Rome:  Addressing a group of liturgical experts on Thursday, Pope Francis said that after the teaching of the Second Vatican Council (1962-65) and a long path of experience, “We can affirm with certainty and magisterial authority that the liturgical reform is irreversible.”

The declaration came in a speech on Thursday to Italy’s “Center of Liturgical Action,” which sponsors an annual National Liturgical Week.

By “liturgical reform,” Pope Francis meant the changes in Catholic rituals and modes of worship which followed from Vatican II, the most immediately visible elements of which included Mass facing the congregation, the use of vernacular languages, and a stronger emphasis on the “full, conscious and active” participation of the people.

Although Pope Francis is often seen as having less interest in liturgical questions than some of his predecessors, this was a lengthy and carefully footnoted reflection, roughly 2,500 words in all.

He began by highlighting some of the cornerstones of the liturgical movement of the 20th century, a reminder that the ongoing reform is rooted in tradition, and was actually kick-started by two popes often seen as  “conservative”: Pius X, who created a commission for renewal in 1913, and Pius XII, with his encyclical Mediator Dei and changes to the liturgy of Holy Week.

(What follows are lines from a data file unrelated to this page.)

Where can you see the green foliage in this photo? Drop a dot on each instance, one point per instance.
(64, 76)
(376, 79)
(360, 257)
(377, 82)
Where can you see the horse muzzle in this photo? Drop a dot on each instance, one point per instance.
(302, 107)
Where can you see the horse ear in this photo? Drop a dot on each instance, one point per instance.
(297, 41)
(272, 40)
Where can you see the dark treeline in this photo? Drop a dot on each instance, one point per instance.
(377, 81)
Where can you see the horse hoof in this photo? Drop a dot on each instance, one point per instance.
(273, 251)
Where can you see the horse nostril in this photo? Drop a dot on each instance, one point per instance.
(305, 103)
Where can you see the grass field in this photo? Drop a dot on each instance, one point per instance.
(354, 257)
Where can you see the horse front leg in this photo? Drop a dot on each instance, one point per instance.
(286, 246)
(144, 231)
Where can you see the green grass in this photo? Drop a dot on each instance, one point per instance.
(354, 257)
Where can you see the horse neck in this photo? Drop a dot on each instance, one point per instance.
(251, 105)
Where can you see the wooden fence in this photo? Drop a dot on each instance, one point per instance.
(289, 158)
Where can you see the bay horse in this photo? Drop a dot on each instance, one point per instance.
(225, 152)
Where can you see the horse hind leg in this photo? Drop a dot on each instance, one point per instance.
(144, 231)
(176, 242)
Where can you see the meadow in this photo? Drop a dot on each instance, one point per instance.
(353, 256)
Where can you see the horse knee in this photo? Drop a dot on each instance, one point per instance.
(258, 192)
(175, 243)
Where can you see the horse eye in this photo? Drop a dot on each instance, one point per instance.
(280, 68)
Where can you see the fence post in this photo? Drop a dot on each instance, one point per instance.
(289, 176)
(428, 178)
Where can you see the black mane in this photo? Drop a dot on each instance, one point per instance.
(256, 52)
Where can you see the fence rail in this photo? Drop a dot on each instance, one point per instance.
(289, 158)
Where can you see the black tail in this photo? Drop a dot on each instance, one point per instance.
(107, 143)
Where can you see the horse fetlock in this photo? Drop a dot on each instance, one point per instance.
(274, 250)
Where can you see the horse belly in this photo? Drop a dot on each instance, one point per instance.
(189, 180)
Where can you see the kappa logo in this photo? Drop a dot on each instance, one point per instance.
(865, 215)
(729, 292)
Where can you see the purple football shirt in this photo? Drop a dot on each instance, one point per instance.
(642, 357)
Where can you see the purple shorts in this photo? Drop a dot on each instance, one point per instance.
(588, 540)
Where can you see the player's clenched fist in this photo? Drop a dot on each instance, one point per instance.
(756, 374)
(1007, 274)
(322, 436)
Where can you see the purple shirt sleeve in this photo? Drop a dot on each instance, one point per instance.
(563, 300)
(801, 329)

According to Francis, these changes came to fruition with 1963’s Sacrosanctum Concilium, the Constitution on the Sacred Liturgy of the Second Vatican Council, the application of which is still ongoing, including overcoming “unfounded and superficial interpretations, partial revelations and practices that disfigure” [the liturgy].

Quoting Pope Paul VI, the Argentine pontiff added that this process is still ongoing in part because reforming the liturgical books is not enough to “renew the mentality.”

Also using the words of his predecessor, Francis called Catholics – priests and laity alike – to leave behind “disruptive ferments, which are equally pernicious in one sense and the other,” and to “apply integrally” the reform approved by the bishops who took part in the Council.

Battles over liturgical practice have been a chronic feature of Catholic life since Vatican II.

A desire to maintain the older Latin Mass, for instance, was a primary force prompting French Archbishop Marcel Lefebvre to lead a group of traditionalist Catholics into a break with Rome. During the 1990s, the church in the United States engaged in a decade-long debate over how to translate liturgical texts into English and other matters dubbed the “liturgy wars.”

There are even sometimes tensions inside the Vatican walls, where Francis and the Church’s top liturgical official, Cardinal Robert Sarah of Guinea, don’t always appear to see eye to eye -particularly on the value of the older Mass, celebrated in Latin and with the priest facing away from the congregation, now known as the Extraordinary form.

After the Council, Francis told the Italian liturgists, the bishops wanted a liturgy that is “alive” for a Church “fully enlivened by the celebrated mysteries.”

He then gives three keys to a “living” liturgy: it’s centered in Christ, it involves the people, and works as a “school of Christian life.”

The liturgy is alive, he said, because of the “lively presence of Him who ‘dying has destroyed our death, and by rising, restored our life.” Without the presence of Christ, Francis insisted, there’s not liturgical vitality, just like there’s no human life without a beating heart.

Liturgy is also alive because it involves the entire people of the Church, he said, and by its nature it’s “popular” and not “clerical” because “it’s an action for the people, but also by the people.”

In her prayer, Francis said, the Church welcomes all those who have the heart to listen to the Gospel, without discarding anyone, not “rich or poor, young or old, healthy or sick, righteous or sinners.” Hence the liturgical assembly, he said, goes beyond every boundary of age, race, language and nationality.

Lastly, he said the liturgy must work as a school of life, “transforming one’s way of thinking and living, not just filling up a bag of ideas about God.”

The liturgy, Francis insisted, is not simply “a doctrine to understand or a rite to fulfill,” it’s a “source of life and light for our path of faith.

“There’s a big difference between hearing that God exists, and feeling that he loves us, just as we are, here and now,” he said. In the liturgical prayer, he said, Catholics experience a communion that finds its meaning not in an abstract thought but in an action made “by God and us, Christ and the Church.”

Towards the end of his remarks, Francis told those gathered that it must be remembered that the wealth of the Catholic Church’s prayer life goes beyond the Roman Rite.

“The harmony of the ritual traditions, from East to West, by the breath of the same Spirit gives voice to the one prayer for Christ, with Christ and in Christ, for the glory of the Father and for the salvation of the world,” he said.